Arizona State Senate Rejects "Dangerous" Media Content Bill
The Arizona State Senate Judiciary Committee rejected a “dangerous” media content bill as unconstitutional. The bill would give people the right to sue companies for acts of violence committed by consumers of their books, movies, video games and similar media. The disturbing part of the rejection is many representatives weren’t outraged by the violation of freedom of expression. They said the bill was too broadly defined and needed to be more specific.
According to the Arizona Republic:
Saying they had too many unanswered questions, members of a state legislative panel on Monday snuffed out a proposal that would make companies financially liable for creating or distributing books, movies and other media that eventually led to a serious crime.
Sen. Ken Cheuvront (D) had this to say about his vote against the measure:
[Makers of movies depicting rape] are atrocious in what they create. But at the same time this bill is so broad based, we have to be careful about unintended consequences.
Ultra conservative alarmist need not worry.

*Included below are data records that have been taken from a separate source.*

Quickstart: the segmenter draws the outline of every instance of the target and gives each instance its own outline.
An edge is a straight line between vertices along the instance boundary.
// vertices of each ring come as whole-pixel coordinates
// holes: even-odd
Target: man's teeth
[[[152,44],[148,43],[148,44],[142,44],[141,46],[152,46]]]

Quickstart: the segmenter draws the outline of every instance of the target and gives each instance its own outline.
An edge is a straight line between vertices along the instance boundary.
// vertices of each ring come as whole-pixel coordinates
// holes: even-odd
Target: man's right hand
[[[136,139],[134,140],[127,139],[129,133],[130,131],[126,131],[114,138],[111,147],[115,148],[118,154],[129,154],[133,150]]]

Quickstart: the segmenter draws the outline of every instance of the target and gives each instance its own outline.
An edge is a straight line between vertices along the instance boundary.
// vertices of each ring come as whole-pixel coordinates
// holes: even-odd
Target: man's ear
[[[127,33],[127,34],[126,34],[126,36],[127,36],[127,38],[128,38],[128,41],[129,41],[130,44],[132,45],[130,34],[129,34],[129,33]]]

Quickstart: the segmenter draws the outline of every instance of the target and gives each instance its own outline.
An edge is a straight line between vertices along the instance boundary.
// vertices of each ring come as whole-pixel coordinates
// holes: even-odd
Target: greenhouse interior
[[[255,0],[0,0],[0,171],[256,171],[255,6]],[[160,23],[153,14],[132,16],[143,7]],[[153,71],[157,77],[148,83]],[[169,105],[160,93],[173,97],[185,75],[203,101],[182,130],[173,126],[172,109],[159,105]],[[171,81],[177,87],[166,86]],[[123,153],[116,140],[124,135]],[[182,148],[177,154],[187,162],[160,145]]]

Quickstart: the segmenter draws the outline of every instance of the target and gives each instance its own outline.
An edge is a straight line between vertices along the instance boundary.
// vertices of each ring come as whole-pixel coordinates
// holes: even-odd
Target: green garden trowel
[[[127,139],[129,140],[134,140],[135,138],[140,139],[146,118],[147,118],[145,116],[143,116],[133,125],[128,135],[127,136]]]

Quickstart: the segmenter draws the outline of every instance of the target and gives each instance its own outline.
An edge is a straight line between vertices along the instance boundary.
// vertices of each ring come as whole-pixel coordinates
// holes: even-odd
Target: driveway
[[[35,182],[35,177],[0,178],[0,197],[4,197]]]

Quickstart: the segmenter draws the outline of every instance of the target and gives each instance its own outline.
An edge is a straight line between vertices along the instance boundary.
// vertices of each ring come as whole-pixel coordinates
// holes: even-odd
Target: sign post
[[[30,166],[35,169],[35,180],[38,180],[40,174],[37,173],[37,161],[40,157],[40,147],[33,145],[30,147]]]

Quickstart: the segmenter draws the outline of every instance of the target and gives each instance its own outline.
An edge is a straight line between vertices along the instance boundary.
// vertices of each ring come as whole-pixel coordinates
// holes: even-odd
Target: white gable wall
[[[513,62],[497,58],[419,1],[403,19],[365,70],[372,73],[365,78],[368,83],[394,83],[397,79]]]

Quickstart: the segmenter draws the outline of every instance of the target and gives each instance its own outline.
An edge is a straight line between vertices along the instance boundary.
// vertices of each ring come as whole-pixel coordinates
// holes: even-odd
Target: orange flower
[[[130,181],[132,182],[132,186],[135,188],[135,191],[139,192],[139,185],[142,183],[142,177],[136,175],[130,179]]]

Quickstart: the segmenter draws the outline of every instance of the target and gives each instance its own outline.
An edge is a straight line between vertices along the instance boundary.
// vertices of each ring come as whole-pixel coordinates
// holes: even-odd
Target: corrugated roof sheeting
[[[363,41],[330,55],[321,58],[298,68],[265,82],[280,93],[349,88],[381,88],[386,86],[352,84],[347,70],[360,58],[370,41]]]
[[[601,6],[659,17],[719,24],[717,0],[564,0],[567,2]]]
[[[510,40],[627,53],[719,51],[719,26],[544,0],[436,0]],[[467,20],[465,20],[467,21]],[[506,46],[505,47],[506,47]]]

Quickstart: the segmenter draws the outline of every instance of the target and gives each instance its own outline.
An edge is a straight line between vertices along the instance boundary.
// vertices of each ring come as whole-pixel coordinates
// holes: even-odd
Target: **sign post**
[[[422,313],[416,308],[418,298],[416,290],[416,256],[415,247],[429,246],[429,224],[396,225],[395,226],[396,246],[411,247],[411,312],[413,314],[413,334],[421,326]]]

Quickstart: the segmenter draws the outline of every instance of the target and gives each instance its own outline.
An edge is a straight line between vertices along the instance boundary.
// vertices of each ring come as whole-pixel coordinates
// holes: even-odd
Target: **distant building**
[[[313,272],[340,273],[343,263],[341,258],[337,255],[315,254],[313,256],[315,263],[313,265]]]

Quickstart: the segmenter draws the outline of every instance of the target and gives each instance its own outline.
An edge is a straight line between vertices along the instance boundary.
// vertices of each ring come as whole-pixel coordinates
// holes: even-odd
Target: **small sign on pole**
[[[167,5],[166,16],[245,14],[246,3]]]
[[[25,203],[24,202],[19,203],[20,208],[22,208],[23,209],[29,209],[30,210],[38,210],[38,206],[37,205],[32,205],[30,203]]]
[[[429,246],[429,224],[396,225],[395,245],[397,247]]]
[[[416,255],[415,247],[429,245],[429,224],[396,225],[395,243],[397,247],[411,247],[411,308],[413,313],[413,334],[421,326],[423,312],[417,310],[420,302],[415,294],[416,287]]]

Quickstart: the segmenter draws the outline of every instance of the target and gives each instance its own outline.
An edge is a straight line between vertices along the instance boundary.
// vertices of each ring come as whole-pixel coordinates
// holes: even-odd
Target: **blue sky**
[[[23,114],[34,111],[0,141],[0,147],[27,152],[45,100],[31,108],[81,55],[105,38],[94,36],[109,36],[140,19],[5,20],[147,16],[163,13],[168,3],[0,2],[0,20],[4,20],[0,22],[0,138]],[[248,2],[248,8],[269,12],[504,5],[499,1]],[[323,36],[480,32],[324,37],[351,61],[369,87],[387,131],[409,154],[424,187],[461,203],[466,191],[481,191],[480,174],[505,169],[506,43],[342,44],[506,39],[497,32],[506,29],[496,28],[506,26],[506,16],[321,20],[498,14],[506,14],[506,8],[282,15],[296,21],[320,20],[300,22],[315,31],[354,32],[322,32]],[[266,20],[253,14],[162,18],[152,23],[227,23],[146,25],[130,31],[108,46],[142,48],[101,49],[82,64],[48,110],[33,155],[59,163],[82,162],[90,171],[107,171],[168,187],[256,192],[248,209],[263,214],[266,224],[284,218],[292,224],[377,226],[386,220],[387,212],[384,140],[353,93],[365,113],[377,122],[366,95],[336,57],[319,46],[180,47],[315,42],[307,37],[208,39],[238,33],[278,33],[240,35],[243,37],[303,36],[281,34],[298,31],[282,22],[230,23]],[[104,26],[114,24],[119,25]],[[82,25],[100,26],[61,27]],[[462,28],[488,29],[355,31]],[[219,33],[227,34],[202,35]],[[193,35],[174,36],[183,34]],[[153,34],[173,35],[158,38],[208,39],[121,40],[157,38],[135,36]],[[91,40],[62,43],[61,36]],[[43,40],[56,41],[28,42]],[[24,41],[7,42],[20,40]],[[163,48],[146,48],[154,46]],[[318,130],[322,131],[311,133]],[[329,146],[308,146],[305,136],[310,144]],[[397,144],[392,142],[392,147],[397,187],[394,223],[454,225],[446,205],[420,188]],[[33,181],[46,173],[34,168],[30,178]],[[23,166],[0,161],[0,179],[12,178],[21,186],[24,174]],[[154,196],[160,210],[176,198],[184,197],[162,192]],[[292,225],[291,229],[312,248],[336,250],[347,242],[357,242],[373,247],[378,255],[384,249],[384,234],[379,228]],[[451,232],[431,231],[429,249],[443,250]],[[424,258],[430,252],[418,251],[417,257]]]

Bill sponsor, Rep. Warde Nichols (R), plans reintroduce a more concisely-written version of bill in 2009. He told the Arizona Republic:
At the end of the day, companies will have to stand before their customers and shareholders and explain why they are OK with the production and distribution of violent, forced, non-consensual sex acts.
It never ceases to amaze me how far we’ve come technologically and how little we’ve advanced socially in comparison.In some cases it looks like people want to move back towards the dark ages.
Everyone get your torches, marsh mellows and weenies. There’s gonna be a book burning in Arizona.